The Drums are awake.

In an event Thursday at the Mamidosewin Centre in the Student Commons, Indigenous Elders conducted a ceremony to “awaken” two of the three ceremonial drums recently made for Algonquin College.

“These are beautiful drums, and you are responsible for taking care of them,” said Thomas Louttit, an Elder from Moose Factory First Nation in northern Ontario, told the close to 50 people who gathered to witness the ritual.

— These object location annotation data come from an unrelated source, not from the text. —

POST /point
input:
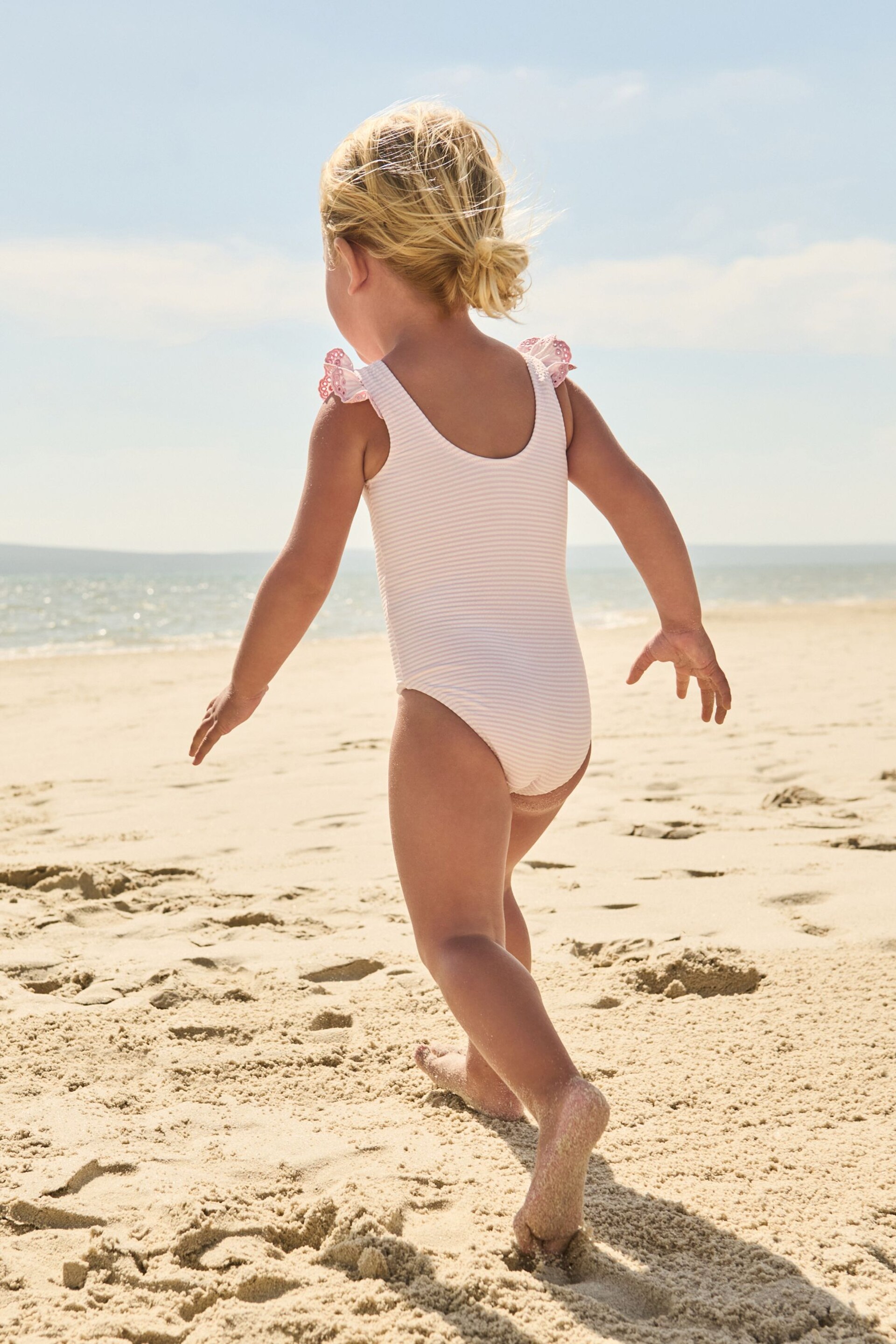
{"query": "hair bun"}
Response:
(420, 189)
(484, 251)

Dave Hookimaw, a drum carrier and Elder from the Attawapiskat First Nation near James Bay, echoed the sentiment, explained the meaning, purpose, and importance of the drums. “These drums have the spirit of the woods, and the animals that gave up their lives for them. You have to show care for your drums.”

The drums are the product of a collaborative project entitled 3 Drums, 3 Campuses conceived last year by Andre O’Bonsawin, the College’s Manager of Indigenous Initiatives, and Jason Verboomen, a professor in the Applied Science and Environmental Technology department.

Their intent was to get Indigenous and non-Indigenous students to work together to make a drum for each of Algonquin’s three campuses in Ottawa, Perth, and Pembroke, all to reinforce the College’s commitment to Truth and Reconciliation between Canada’s Indigenous population and the wider Canadian populace.

“In order to play the drum, you have to awaken the drum,” O’Bonsawin said Thursday. “For many Indigenous people, the drum is the heartbeat of Mother Earth, and the reason we did this project is to have the heartbeat of all three campuses beating together.”

The drums, which are made of traditional materials of wood and animal hide – buffalo for Ottawa’s drum and moose for Perth and Pembroke – were constructed separately in March under the guidance of veteran Indigenous drum-makes and drum-keepers. Thursday’s ceremony involved the awaking of the Perth and Ottawa drums. Pembroke’s had been conducted previously.

O’Bonsawin said he expects to see the drums used for the official opening of the DARE District on May 3, as well as during Convocation ceremonies on the three campuses in June.